This weekend, I was invited to a discussion hosted by a new organization called St. Anselm’s Institute, where we had the pleasure of fellowship and the consideration of an article titled “The Power of Wise Custom” by Thomas Howard, the older Catholic brother to Elisabeth Elliot, with whom some of you may be familiar. In his article, Howard extols the virtues of ritual and ceremony over the destructive worship of more modern approaches to worship and behavior:

Two words cast a pall over the imagination of those who have grown up since 1960—during this 40 years, that is, when spontaneity, naturalness, creativity, sincerity, and what we might call the visceral, have been so earnestly extolled. The two words are ritual and ceremony.

Spirits wither straightaway. “Dull!” we hear from one corner. “Repressive!” from another. “An imposition! A straitjacket!” we hear from various quarters. “What we want is freedom to be ourselves—our natural, real, unconstrained selves. Ritual and ceremony are guaranteed to stifle all vitality and genuineness. They are a recipe for ennui.”

He goes on to explain the power of ritual and ceremony, how its artifice introduces us to deeper things than spontaneity ever could, and how even the most democratic and egalitarian of us still want some things to be accoutred with pomp and ceremony, like funerals for instance. As Howard reminds us, we don’t just dump the body in a dumpster. We demand ritual to make sense of the matter.
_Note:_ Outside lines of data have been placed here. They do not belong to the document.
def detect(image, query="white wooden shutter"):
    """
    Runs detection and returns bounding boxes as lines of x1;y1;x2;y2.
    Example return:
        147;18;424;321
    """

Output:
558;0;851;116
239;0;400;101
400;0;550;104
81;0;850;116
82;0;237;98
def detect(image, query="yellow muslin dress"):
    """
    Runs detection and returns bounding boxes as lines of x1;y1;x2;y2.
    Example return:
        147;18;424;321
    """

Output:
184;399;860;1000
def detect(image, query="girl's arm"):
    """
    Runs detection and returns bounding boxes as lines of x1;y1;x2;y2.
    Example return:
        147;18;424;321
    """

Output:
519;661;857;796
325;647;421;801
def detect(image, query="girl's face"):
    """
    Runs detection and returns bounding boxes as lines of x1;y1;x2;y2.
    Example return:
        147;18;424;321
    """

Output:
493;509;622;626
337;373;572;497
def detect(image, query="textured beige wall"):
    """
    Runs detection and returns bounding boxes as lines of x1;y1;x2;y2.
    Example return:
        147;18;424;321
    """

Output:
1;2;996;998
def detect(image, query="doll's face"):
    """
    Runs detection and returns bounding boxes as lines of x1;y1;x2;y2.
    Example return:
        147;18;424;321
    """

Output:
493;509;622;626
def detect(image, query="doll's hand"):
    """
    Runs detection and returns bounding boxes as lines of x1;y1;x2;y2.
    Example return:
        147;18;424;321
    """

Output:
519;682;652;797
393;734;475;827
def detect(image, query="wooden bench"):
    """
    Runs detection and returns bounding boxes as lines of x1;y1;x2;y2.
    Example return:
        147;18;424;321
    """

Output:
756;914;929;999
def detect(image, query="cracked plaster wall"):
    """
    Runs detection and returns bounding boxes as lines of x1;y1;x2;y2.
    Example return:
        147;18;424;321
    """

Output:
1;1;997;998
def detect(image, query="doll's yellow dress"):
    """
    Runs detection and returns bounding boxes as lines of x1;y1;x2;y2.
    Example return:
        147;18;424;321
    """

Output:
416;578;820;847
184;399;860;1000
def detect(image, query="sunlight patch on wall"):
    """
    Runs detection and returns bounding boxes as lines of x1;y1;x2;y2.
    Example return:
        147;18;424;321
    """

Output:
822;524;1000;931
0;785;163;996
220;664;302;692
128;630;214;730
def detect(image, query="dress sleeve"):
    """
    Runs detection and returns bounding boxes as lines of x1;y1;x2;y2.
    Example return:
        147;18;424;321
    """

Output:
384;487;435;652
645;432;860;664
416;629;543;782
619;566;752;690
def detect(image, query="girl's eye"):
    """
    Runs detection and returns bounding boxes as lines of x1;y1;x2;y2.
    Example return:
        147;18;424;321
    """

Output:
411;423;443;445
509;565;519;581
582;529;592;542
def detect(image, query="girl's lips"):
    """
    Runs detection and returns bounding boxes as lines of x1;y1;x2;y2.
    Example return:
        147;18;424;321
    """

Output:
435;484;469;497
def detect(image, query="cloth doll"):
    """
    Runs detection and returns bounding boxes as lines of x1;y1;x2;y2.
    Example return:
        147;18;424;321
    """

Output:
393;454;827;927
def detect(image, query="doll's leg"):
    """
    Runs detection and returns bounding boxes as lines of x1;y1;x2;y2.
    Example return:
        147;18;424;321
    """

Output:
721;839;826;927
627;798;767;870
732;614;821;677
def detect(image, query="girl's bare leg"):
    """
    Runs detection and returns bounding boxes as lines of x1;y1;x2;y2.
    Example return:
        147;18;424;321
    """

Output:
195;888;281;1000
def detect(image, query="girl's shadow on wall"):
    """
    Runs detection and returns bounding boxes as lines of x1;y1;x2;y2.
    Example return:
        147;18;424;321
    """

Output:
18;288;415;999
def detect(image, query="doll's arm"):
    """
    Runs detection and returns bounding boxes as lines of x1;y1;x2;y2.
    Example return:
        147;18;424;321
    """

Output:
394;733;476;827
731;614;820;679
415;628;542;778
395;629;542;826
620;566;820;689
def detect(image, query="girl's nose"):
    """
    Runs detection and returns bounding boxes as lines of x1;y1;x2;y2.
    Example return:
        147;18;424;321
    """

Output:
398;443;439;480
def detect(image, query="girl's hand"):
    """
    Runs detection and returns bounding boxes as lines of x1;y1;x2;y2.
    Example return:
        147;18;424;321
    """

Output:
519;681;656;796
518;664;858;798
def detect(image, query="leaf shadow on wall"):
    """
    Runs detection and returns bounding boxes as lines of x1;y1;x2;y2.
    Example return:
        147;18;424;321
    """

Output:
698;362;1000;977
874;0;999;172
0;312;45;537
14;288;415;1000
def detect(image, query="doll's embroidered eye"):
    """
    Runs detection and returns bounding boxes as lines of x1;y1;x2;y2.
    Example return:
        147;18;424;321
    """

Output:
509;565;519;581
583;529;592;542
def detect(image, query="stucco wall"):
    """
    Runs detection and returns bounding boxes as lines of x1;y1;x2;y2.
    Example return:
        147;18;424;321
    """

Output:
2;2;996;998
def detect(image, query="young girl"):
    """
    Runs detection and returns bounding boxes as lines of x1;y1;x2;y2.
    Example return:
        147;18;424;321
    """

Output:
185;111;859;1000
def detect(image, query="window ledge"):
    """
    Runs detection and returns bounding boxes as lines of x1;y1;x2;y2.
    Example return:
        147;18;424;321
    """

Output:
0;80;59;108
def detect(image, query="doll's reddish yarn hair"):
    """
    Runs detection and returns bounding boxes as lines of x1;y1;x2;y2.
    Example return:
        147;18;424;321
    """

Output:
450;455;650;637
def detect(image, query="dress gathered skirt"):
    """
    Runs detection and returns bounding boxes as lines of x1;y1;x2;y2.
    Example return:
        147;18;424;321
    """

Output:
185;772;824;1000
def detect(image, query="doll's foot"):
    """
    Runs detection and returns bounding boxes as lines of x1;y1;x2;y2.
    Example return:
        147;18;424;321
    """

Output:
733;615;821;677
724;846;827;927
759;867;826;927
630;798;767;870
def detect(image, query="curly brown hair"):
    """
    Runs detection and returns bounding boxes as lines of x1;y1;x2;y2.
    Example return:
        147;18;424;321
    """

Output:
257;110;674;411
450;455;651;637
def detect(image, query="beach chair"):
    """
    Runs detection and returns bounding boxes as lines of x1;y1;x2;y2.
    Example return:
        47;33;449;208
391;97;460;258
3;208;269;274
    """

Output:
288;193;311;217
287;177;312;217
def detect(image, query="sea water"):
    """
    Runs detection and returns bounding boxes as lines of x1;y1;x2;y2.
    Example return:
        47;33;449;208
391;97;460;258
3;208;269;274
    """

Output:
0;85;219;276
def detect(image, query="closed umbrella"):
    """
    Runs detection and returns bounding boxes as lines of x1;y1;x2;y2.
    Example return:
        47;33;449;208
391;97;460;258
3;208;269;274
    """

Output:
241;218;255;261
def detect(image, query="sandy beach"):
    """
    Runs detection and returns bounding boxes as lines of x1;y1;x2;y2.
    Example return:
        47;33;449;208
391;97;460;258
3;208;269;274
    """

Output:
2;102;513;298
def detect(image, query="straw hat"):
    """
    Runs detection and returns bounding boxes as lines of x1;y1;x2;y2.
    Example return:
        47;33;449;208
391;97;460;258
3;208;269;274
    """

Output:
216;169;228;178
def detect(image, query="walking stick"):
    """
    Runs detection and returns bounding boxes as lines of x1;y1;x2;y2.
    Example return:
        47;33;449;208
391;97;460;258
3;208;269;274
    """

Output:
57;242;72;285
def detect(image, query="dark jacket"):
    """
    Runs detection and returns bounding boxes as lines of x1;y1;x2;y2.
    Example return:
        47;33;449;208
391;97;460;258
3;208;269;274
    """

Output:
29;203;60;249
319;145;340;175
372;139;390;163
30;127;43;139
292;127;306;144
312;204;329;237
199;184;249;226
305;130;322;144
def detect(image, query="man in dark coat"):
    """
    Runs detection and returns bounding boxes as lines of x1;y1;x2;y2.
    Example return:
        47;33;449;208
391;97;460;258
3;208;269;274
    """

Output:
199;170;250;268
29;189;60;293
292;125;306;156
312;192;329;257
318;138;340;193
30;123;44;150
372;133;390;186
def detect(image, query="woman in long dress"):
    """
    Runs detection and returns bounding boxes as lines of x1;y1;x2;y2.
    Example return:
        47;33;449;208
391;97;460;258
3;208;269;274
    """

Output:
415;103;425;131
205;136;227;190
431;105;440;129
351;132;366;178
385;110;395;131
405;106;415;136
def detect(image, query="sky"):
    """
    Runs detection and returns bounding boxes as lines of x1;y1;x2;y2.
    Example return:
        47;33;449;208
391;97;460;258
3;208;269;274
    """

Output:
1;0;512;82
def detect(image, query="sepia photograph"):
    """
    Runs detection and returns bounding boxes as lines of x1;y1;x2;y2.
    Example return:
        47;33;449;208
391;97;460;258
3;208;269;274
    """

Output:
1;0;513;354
But then he goes on to complain about the relaxed way people dress these days. I’ve got no problem bemoaning the exposure of excess flesh, but I’m particularly delighted that men no longer have to wear neckties whither we go: to lunch, to the cinema, to the drugstore, and so on. So how do you feel about high ceremony and ritual in worship, and in life, and in the apparent decline of it in American society and religion?